Yet another utterly futile attempt to find a md5 fixpoint
During lunch discussion at my workplace we started wondering if there existed a fixpoint for the md5 cryptographic hash function.
That is a point such that md5('x')='x' where x is the 32-digit hexadecimal string representation.
To be completely truthful the md5 algorithm works on 512 bit values. A 32-digit hexidecimal string is 128 bit and is first padded(with zeroes) to 512 bits before the md5 function is taken and
returns a 128 bit value which then is converted to a 32 digit hexidecimal string thus explaining my md5('x')='x' expression.
Some googling showed this is known as the "Kember Identity" and is an unsolved problem. Also a few programmers had tried to brute force it over the years with no luck (not surprisingly as you will see below). Even though I would never succeed I decided to look into the problem anyway.
Interestingly there is a simple mathematical argument that there is ~63.21% probability for at least one fixpoint. This does not mean there is one of course! But it also reveals there is probably only a few, if any! The argument is based on the same principly that when you shuffle a deck of card, what is the probability that at least one card will end up in the same position in the deck. The probability actually converges to 1-1/e very fast as the number of the elements shufled increases. There is no guarantee that the md5 function is a shuffling though, there could exist different 32-digit hexidecimal strings x,y such that md5(x)=md5(y). But such collisions are extremtly rare and would not change the overall probability by much.
Examples of different x,y with same hashing value does exist , see http://en.wikipedia.org/wiki/MD5
etc. But this example is 512 bit and not 128 bit (32 hexidecimal). The md5 hash function is not considered safe anymore due to collision vulnerabilities , but this is completly irrelevant to my mission of finding a fix point.
Lets see how futile a brute force attempt will be:
There are 2^128= 32^16 ~ 3.4*10E38 different values.
My brute force program can do 3.5M hash/sec (For each CPU used)
This gives 3*10E24 years to try all combinations (Using 1 CPU).
Not a very uplifting result and now you know why I used the word futile.
So without a cryptographic breakthrough, humanity will never know if such a point indeed does exist.
And now back to my brute force attempt:
I made a small Java program that can be found on Github on the link below.
Thanks to +Toke Eskildsen
for doubling the performance using tricky bit manipulation instead of the standard Java methods as substring, equals etc.
The code is much harder to read now though, nothing comes for free...
The program starts with a random 32 digit hexadecimal string (for each CPU) and then iterative computes md5(x) and check if it matches x. Using this endless chaining of md5 values there is no performance overhead from generating a a lot of random strings. Of course there is a (tiny!) probability that this would result in an endless loop as it eventually is bound to do! But cycle detection would slow
the program down and detecting a cycle having 1E10 elements would take way too many resources anyway. Also I restarted the program
regulary over the 2 weeks I had it running on 24 CPUs and this would have reset any loops.

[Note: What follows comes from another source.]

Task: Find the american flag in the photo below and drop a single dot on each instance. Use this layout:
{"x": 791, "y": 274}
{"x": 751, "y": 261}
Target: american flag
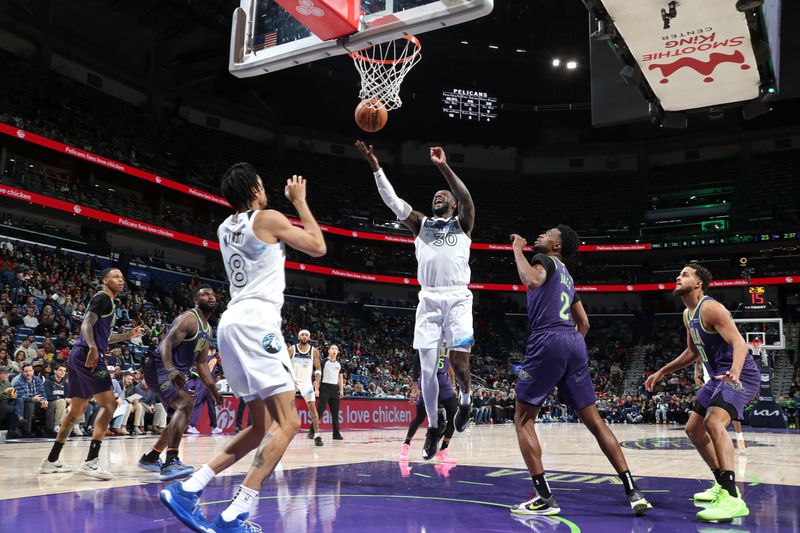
{"x": 270, "y": 39}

Since I would not find a fix-point but still would like to program to output somthing, I logged the maximum prefix and suffix match for md('x')='x'
The maximum match I found was a 12 character suffix and a 12 character prefix match shown below:prefix 12
54db1011d76dc70a0a9df3ff3e0b390f -> 54db1011d76d137956603122ad86d762suffix 12
df12c1434cec7850a7900ce027af4b78 -> b2f6053087022898fe920ce027af4b78
Remember this used 24*2weeks = 0.9 year CPU time. If you run it and find a 13 character match or more, I would like to hear for you of course.